Chelators are now being designed to accommodate both diagnostic isotopes, such as gallium-68, and therapeutic metals such as lutetium-177 or terbium-161. This dual-compatibility means that the same biological vector can be used for initial patient selection, treatment delivery and post-therapy monitoring. Research into alpha-emitting isotopes has also grown, particularly interest in actinium-225 and lead-212, which offer significant therapeutic power when paired with matching imaging isotopes.
This alignment between imaging and therapy places radiolabelling at the heart of personalised oncology, allowing clinicians to make more accurate predictions about treatment response and to adjust therapy as needed.
A Broader Biological Perspective for Molecular Imaging
As precision medicine expands, radiolabelling is increasingly used to study the tumour microenvironment. Instead of focusing solely on tumour cells, tracers can target immune cells, stromal components, extracellular matrix enzymes and other features that influence disease progression. This shift reflects a broader understanding of cancer as a complex biological system rather than a single target.

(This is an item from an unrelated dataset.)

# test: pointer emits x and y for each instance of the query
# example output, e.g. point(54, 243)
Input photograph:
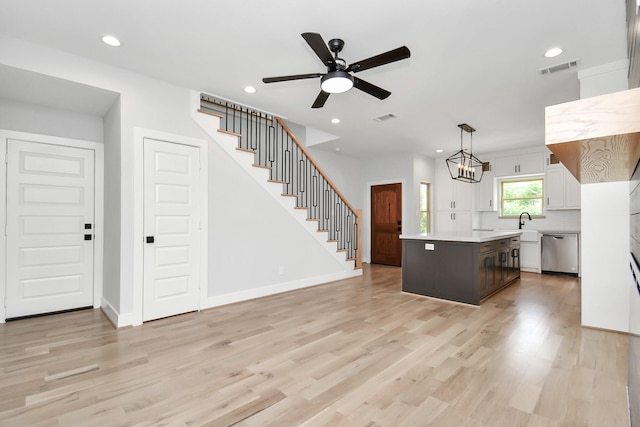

Radiolabelling strategies must therefore support tracers with faster kinetics, higher specificity and improved metabolic stability. As these tracers move closer to clinical use, radiopharmacies must adapt their practices to handle a more diverse and challenging set of compounds.
A Field in Rapid Motion
Radiolabelling in 2025 is marked by diversity: new radiometals, enhanced chelators, advanced carriers, integrated digital tools and shifting clinical priorities. Together, these developments point to a future in which radiolabelling is more adaptable, patient-centred and scientifically sophisticated than ever before.
For clinicians, these changes promise clearer scans, more effective treatments and better ways to personalise therapy. For researchers, the expanding toolkit opens up new opportunities to explore biological processes in greater detail. And for radiopharmacies, the move towards automation, AI support and improved production methods sets the stage for safer, more reliable and more efficient practice.
Radiolabelling remains a core part of nuclear medicine, but it is now also a vibrant area of innovation with far-reaching implications. As these trends continue to mature, the field is well-positioned to support the next generation of diagnostic and therapeutic breakthroughs.
Disclaimer
This article is intended for informational and educational purposes only. It provides a general overview of current research directions, technological developments and clinical trends in radiolabelling as of 2025. It does not constitute medical, scientific, regulatory or professional advice, and should not be used as a substitute for consultation with qualified specialists in nuclear medicine, radiopharmacy, radiochemistry or related fields.
Radiopharmaceutical development, handling and clinical use are subject to strict regulatory, safety and operational requirements. Readers must follow all applicable laws, professional standards and institutional guidelines when working with radioactive materials or applying any methods described. The technologies, compounds and procedures referenced in this article may be experimental, may not be approved for clinical use in all regions, and may involve risks that require expert oversight.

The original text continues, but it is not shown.